The May Vale Timber Collection consists of 84 Victorian timber samples hand painted by May Vale (1862-1945). Each timber panel was painted with representative flowers, foliage and seeds for each species, under the direction of the Government Botanist, Ferdinand von Mueller. The timber panels were commissioned by the Industrial & Technological Museum director Cosmo Newbry in 1885 in accord with the Museum Board's role of overseeing preparations for the great exhibitions.

May Vale's technical skills as an artist were quite exceptional and well-regarded. It is significant that she was appointed while still a student at the Gallery School.  A few other factors may also have influenced her selection: the close proximity of the Gallery School to the Museum, and the fact that her father was the commissioner of Exhibitions.

Like the wider Economic Botany Collection the timbers were chosen to inform and expose the glory and possibility of Industry in Victoria, and to profile the ground breaking work of Mueller on Victorian Eucalyptus.
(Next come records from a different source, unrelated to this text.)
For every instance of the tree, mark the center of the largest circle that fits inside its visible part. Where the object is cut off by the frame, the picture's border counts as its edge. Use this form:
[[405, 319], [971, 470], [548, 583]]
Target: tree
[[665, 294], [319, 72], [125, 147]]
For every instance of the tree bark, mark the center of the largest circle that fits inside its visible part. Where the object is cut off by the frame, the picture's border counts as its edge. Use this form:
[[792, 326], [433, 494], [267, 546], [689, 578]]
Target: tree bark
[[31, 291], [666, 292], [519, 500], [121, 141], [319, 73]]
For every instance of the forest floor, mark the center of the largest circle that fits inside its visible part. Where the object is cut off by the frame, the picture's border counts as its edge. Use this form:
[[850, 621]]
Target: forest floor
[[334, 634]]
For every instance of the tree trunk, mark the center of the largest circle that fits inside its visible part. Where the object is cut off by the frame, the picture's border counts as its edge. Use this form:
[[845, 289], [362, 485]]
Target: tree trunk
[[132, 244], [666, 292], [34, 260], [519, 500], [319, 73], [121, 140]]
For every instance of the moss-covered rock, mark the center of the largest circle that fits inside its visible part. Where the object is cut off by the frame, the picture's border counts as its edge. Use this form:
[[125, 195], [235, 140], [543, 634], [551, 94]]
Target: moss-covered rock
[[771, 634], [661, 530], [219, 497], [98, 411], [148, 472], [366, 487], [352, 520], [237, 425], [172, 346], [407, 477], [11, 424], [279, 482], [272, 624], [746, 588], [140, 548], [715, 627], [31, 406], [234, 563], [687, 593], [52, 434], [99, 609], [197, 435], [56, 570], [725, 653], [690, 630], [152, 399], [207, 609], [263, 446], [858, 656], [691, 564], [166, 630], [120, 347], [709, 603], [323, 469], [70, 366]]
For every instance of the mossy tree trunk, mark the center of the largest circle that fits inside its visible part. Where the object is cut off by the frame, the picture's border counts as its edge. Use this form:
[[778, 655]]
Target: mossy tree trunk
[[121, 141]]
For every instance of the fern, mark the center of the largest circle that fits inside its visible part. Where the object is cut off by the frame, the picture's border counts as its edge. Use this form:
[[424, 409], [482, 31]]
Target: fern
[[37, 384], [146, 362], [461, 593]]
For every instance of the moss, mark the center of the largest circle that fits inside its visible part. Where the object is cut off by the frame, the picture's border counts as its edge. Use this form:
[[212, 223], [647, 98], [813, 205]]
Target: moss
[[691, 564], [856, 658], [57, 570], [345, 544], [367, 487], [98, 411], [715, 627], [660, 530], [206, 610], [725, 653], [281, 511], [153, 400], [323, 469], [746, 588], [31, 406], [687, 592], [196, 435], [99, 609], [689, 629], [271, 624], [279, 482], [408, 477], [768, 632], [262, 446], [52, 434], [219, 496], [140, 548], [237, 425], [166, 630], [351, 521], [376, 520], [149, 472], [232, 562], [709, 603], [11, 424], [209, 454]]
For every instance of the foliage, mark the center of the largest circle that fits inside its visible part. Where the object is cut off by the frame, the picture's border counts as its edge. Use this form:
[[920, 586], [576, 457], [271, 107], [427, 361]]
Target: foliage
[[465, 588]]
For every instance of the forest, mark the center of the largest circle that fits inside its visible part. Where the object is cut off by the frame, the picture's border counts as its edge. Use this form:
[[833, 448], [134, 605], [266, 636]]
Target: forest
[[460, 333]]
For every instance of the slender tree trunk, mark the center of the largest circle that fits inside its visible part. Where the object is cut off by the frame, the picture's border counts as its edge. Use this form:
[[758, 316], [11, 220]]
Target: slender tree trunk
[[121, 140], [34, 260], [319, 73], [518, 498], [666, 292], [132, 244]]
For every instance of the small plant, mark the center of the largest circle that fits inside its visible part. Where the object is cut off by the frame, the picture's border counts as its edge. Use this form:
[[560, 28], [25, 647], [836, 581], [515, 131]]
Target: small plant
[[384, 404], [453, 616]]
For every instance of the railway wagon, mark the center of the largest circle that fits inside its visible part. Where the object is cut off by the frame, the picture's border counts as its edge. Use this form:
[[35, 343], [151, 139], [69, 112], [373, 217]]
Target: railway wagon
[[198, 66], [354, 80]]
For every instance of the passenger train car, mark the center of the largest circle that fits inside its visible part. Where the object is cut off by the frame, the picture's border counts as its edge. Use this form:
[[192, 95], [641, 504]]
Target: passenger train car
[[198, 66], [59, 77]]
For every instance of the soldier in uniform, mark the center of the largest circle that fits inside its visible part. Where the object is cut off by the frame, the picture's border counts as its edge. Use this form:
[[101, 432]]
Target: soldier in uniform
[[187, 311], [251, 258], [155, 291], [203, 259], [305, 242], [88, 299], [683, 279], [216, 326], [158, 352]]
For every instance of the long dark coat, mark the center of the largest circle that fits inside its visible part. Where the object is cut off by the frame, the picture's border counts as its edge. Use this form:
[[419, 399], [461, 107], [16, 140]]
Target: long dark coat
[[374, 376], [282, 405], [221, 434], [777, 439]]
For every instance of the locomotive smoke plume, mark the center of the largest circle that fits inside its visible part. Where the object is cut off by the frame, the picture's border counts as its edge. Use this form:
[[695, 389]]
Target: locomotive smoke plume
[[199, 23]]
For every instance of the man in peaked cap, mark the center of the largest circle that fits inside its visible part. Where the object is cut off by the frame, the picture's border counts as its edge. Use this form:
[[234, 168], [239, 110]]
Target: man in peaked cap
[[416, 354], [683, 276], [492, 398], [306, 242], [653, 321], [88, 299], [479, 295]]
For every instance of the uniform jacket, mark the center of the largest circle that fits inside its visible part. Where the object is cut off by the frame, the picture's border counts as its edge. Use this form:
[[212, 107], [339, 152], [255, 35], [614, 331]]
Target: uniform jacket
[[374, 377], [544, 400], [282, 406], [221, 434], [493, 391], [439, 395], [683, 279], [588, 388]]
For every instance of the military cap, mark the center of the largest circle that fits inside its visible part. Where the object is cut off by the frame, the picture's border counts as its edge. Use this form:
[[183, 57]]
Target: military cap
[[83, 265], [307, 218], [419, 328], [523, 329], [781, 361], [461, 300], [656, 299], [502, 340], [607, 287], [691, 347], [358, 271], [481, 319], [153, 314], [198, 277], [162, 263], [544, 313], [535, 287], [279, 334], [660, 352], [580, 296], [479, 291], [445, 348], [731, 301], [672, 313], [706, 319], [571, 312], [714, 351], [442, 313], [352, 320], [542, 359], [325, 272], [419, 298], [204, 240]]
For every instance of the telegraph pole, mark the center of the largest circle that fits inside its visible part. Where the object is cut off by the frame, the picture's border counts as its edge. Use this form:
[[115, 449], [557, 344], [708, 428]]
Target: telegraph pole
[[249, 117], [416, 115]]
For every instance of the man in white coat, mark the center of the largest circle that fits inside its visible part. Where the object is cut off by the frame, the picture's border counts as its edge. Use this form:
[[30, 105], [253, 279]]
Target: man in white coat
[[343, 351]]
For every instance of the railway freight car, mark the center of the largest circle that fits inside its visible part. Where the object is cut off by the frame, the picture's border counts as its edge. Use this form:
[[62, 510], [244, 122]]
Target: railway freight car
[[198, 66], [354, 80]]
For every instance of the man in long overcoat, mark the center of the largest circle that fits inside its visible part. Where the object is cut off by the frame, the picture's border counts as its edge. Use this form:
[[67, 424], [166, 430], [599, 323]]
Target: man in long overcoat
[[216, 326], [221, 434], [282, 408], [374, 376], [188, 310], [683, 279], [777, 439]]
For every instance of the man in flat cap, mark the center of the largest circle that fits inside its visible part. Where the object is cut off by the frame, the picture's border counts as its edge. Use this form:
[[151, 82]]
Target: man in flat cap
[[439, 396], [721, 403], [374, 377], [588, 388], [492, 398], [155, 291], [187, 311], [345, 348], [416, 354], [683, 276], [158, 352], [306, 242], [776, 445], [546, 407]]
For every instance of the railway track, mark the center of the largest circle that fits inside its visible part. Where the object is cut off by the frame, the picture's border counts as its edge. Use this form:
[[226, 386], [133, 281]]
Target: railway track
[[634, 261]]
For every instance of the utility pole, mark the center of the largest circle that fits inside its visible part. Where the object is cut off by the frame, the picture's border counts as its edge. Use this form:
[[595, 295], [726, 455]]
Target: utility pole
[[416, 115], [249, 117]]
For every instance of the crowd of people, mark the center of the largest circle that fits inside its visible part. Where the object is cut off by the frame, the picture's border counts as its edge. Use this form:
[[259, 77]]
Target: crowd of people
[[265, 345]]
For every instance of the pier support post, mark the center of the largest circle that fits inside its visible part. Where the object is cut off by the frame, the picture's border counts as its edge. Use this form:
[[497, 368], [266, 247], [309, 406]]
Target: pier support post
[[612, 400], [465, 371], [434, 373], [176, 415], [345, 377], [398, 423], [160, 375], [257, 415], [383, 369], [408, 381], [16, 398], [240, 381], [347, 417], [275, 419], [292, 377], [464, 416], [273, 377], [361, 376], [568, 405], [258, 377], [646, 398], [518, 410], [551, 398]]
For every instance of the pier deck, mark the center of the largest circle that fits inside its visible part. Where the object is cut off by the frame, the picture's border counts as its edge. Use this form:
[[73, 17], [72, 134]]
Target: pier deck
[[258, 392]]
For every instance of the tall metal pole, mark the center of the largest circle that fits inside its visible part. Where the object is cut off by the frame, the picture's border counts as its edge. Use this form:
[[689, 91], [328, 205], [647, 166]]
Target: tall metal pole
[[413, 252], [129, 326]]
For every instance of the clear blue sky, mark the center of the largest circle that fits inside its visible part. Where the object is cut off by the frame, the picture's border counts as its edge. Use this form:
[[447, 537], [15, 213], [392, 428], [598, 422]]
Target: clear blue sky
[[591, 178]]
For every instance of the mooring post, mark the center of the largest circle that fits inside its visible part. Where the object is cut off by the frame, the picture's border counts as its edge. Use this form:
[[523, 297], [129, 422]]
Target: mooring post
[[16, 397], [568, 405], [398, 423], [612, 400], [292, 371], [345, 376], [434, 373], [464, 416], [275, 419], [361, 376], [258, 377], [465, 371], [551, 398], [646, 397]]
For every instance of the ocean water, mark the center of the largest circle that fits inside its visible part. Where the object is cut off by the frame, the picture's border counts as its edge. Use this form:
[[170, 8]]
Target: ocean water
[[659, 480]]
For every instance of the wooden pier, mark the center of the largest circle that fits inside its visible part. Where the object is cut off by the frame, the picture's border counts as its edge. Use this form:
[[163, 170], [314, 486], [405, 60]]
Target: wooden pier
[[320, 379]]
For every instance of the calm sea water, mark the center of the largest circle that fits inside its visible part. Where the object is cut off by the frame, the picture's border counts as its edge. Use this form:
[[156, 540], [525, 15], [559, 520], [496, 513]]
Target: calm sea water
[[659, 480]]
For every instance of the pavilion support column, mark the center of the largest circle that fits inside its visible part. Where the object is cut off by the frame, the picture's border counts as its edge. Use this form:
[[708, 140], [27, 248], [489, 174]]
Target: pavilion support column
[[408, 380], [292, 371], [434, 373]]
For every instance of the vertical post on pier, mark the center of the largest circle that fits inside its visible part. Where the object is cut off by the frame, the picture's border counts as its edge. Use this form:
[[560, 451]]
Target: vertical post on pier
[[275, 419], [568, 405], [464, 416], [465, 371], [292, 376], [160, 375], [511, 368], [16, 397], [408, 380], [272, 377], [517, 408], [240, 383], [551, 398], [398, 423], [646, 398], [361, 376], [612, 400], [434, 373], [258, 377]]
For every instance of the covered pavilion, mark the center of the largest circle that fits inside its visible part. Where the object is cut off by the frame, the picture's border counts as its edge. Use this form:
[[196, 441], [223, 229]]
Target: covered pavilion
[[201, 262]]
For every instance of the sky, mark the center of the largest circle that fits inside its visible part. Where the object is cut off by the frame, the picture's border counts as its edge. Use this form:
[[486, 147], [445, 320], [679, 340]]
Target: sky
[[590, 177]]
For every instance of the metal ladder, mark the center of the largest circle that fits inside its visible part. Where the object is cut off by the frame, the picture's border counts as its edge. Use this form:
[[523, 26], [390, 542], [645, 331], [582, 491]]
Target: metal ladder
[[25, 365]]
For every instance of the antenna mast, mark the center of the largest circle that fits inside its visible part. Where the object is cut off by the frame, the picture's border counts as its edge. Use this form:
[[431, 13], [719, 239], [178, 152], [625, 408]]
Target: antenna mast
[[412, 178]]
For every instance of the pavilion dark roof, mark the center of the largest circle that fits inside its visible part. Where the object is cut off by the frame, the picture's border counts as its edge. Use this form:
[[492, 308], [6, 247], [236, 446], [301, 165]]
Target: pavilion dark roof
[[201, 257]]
It is presumed that Vale originally painted approximately 100 but a number of samples were discarded in 1952. As seen in the featured image, the timbers were part of a large display that toured first to the 1886 Indian & Colonial Exhibition in London and later to the 1887 Jubilee Exhibition, Adelaide, the 1888-89 Centennial Exhibition, Melbourne and the 1889 Exposition Universelle in Paris. Eventually the timbers formed part of the permanent display at the Museum, exhibited in a similar manner to their original intention on the balcony in Queen's Hall.

When the Museum moved to its new location the timbers were removed from permanent display.